Solo rutschte nach klärenden Gesprächen mit dem Trainerteam zurück in den Kader, angeblich soll sie sich auf Drängen ihrer Coaches einer Therapie unterzogen haben. Auf Solos Glamour wollten sie halt nicht verzichten beim Turnier im Kernmarkt des Frauen-Fußballs. Und sie zahlt in Kanada mit seriöser Leistung zurück und fügt sich artig ins Team ein.

Das war nicht immer so. Als sie bei der WM 2007 einen Stammplatz forderte, wurde sie zur Außenseiterin. Die Mitspielerinnen verließen fortan Fahrstühle, wenn Solo zustieg. Sie standen vom Esstisch auf, sobald die Schlussfrau den Raum betrat. Das ging so, bis Solo vorzeitig zurück in die Heimat flog. „Am meisten enttäuscht war ich von Abby Wambach“ schrieb sie in ihrer Biografie: „Sie hat mich verraten, weil sie dem Trainer den Wechsel empfohlen hat.“ Acht Jahre später gelten beide als absolute Stützen der amerikanischen Mannschaft, aus der 14 Spielerinnen schon 2011 dabei waren, viele werden nach der WM wohl abtreten.
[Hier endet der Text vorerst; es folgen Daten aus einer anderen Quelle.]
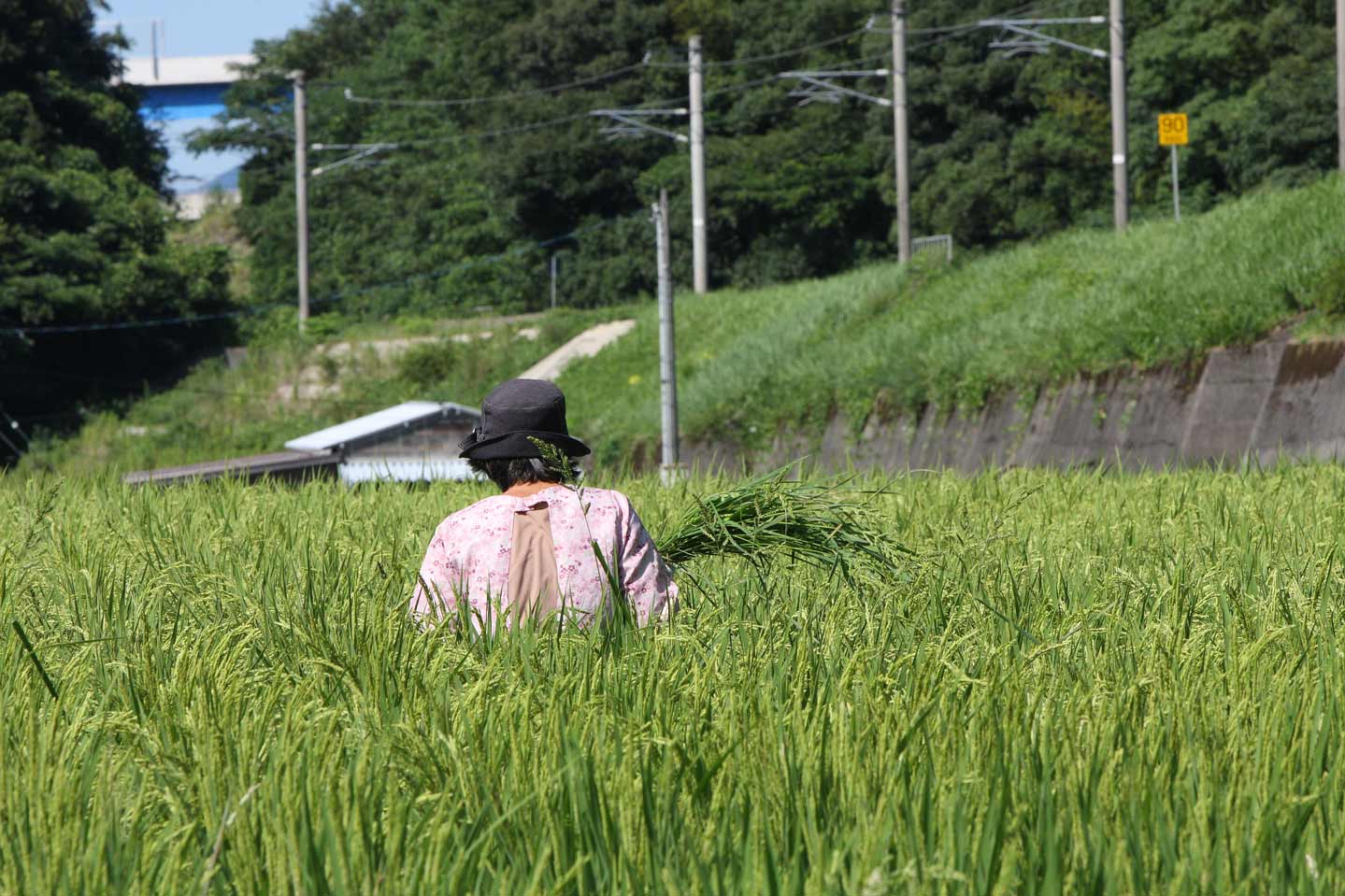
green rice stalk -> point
(815, 522)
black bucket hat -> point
(514, 413)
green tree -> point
(82, 220)
(1002, 149)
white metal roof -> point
(183, 70)
(404, 470)
(382, 421)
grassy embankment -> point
(1079, 684)
(885, 339)
(288, 385)
(880, 339)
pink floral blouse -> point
(469, 557)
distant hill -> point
(881, 339)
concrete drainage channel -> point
(1261, 404)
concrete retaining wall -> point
(1270, 400)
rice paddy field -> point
(1074, 684)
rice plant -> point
(1078, 684)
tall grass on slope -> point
(894, 338)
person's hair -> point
(508, 473)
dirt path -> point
(585, 345)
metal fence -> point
(924, 244)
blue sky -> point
(201, 28)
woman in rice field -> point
(533, 550)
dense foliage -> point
(1002, 149)
(1079, 684)
(82, 218)
(887, 338)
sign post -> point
(1173, 132)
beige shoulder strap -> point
(535, 590)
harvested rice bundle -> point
(815, 522)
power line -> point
(328, 299)
(498, 97)
(766, 57)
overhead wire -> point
(498, 97)
(336, 296)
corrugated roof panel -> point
(276, 462)
(404, 470)
(391, 420)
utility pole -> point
(667, 341)
(553, 281)
(1119, 143)
(1339, 78)
(302, 192)
(898, 127)
(701, 275)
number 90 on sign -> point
(1172, 129)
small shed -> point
(412, 442)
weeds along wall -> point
(1126, 684)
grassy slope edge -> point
(877, 339)
(888, 339)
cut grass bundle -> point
(815, 522)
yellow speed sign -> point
(1172, 129)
Am liebsten mit dem Titel, Amerika giert immer nach dem Happy End. „Sie ist unsere Anführerin, nicht nur auf dem Feld“, schrieb Solo daher der Weltklasse-Stürmerin in einem offenen Brief kurz vor der WM: „Abby kann Dinge allein durch ihren Willen geschehen lassen.“ Nach dem Halbfinalsieg gegen Deutschland (Spiel um Platz drei gegen England nach Redaktionsschluss beendet) soll nun endlich auch der erste WM-Titel her.